Just a word of advice on "removing" unwanted fish from a heavily planted tank. It *ain't* easy...unless you want to tear up a bunch of plants. I have a very large, lazy SAE I'd love to trade in to the lfs, but it's not worth chasing him from plant to plant with no guarantee of success.

Good luck on the new venture! Getting the ferts just right is something I'm still working on.

Brian.


----------



## bharada (Apr 17, 2004)

Brian,
Fish trap or two nets.


----------



## Paul Higashikawa (Mar 18, 2004)

> quote:
> 
> 1) My stand will include a canopy plus a cabinet directly next to the tank that will house the CO2 and filter. I am a bit worried about heat from the light and filter. Will I be able to just cut some vent holes or slits in the tops of the canopy and cabinet to dissipate that heat, or will I need to put little fans in? I keep my house at about 78 in the summer.
> 
> ...


Hope this helped. Good luck and look forward to seeing your tank


----------



## Hawkeye (Aug 20, 2004)

Using Eco-Complete is going to make your set up allot easier. Eco-Complete comes with all things need to get your cycling started in the water its packed in. Make sure you add it to your tank when you set up. I have set up four tanks now with it, the biggest a 75gal. Just set up every thing from day one including your CO2. Get some fast growing stem plants to start off with. They will start growing from day one. As far as the first fish to get, I all ways start off with 5-6 Black or Dalmatian Mollies. You will find these to be the best algae eater as long as you don't feed them much. The younger the harder they work. As they get older they get lazy.
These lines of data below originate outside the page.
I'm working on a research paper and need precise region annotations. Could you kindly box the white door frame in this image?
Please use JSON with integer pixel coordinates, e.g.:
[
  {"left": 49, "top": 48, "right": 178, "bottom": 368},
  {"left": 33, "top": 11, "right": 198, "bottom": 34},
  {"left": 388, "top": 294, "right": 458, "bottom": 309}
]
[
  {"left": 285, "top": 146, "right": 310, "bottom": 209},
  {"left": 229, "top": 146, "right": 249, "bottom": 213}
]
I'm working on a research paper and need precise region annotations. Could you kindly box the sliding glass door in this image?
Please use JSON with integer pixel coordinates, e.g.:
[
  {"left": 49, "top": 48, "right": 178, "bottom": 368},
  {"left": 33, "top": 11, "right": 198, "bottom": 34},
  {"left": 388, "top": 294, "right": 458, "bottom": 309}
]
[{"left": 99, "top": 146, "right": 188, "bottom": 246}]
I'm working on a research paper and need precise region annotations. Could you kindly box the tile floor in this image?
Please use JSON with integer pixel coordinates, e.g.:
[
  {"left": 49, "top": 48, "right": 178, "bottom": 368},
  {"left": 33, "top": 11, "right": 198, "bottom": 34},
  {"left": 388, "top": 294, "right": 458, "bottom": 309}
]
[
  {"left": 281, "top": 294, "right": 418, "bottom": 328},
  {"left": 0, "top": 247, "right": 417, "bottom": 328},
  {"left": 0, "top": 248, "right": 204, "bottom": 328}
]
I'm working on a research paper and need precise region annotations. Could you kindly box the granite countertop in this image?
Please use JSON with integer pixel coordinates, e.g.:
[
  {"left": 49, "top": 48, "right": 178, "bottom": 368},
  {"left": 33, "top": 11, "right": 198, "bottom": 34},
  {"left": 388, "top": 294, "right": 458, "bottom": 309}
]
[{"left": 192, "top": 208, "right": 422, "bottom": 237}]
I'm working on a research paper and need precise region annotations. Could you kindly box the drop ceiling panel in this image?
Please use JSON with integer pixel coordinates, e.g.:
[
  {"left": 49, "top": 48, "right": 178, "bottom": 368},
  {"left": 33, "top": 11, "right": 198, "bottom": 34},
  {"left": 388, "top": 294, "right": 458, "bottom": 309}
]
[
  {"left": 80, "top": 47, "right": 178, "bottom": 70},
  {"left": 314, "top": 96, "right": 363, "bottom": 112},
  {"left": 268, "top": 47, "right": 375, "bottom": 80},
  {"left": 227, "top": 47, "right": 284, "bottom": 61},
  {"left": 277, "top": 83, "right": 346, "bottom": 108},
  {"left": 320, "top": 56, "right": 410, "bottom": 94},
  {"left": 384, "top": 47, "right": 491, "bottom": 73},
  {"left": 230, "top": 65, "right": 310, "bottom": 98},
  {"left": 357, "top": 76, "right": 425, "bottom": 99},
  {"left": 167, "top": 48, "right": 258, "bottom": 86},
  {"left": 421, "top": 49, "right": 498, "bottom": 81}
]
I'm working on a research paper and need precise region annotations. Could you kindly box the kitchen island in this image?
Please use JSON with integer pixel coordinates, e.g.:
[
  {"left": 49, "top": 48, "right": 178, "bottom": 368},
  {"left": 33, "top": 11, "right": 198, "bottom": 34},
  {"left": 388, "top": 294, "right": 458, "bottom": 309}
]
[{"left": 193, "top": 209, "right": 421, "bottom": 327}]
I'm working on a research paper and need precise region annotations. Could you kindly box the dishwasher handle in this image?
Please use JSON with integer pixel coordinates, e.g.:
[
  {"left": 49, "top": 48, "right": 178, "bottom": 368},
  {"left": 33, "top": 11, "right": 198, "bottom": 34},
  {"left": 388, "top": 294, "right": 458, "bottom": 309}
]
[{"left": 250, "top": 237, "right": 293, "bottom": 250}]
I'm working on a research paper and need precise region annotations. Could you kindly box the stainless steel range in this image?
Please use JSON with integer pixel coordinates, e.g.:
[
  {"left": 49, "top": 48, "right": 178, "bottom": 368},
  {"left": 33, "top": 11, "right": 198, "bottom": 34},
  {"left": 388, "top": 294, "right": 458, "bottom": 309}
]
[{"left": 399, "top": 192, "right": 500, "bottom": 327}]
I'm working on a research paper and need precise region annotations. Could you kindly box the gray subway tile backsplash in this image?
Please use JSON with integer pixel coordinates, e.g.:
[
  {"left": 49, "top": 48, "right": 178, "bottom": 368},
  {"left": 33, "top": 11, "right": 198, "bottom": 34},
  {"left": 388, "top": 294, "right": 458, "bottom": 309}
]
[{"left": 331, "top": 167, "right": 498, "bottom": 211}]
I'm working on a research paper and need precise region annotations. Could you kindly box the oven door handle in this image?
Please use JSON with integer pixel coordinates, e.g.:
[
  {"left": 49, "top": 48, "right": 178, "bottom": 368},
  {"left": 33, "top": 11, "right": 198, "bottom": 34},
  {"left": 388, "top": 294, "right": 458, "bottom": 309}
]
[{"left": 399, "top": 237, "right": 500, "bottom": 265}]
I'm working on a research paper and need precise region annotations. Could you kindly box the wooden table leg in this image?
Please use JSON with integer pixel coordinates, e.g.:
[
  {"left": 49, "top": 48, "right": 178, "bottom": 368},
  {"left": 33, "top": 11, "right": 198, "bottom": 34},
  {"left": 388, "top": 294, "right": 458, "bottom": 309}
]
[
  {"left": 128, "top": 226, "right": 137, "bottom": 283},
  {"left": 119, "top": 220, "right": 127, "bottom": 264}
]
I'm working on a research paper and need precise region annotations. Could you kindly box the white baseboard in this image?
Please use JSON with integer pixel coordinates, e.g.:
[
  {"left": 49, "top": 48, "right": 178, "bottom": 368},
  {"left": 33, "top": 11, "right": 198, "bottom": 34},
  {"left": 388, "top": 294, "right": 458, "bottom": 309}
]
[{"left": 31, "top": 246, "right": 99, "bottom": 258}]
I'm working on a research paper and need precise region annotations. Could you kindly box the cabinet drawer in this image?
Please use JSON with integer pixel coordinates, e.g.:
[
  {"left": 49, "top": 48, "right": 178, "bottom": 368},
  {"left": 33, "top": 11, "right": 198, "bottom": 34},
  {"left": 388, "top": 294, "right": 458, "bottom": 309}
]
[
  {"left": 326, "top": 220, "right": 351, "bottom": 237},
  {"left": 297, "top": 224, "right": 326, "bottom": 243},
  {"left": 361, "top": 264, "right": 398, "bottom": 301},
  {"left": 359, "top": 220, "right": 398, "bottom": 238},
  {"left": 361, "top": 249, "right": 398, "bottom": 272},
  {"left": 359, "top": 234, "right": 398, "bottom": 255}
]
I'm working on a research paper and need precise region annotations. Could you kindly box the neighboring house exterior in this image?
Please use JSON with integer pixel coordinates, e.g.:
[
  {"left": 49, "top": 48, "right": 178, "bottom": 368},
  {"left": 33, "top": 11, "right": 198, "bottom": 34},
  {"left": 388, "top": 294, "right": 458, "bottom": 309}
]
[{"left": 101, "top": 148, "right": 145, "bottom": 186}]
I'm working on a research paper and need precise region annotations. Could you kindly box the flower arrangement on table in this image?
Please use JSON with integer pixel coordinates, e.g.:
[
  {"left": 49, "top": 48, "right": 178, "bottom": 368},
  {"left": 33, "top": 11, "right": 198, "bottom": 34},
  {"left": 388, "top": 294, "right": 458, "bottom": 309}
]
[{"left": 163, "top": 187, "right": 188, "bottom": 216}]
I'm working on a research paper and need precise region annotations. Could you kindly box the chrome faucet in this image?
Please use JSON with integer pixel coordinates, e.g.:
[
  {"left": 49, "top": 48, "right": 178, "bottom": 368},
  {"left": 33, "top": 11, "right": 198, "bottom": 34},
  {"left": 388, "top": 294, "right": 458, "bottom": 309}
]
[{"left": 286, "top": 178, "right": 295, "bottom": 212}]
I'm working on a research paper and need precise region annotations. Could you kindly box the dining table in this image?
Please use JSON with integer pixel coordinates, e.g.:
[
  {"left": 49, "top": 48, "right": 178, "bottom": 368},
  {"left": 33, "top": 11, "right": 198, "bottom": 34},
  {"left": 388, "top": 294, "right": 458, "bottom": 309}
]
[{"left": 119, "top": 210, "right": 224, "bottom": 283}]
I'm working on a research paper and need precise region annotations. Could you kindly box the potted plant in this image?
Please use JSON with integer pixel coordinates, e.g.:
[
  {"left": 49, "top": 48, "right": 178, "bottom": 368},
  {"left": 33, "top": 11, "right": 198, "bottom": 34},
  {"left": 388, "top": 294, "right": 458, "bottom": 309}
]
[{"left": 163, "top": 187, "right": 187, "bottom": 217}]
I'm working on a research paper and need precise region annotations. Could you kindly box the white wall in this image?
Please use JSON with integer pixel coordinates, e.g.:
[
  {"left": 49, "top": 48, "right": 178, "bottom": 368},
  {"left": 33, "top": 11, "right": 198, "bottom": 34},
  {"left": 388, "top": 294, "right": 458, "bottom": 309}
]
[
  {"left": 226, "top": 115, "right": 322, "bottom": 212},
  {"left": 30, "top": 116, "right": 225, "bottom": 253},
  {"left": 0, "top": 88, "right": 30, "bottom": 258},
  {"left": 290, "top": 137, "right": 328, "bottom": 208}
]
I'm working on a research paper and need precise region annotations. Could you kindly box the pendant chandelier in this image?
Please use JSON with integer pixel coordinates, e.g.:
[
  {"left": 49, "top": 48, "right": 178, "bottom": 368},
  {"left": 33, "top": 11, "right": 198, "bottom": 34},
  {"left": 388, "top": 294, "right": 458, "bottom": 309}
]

Now to talk about heat. If you use a glass top under your canopy you might get by with just vents but if not you really should have some fans. If you water is on the upper end of 70s and low 80s, barbs will not be happy fish. They seem to like the cooler water. Tetra's can handle warmer water. 

Hawk


----------



## Margolis (Sep 22, 2004)

> quote:
> 
> Originally posted by BSS:
> It *ain't* easy...unless you want to tear up a bunch of plants.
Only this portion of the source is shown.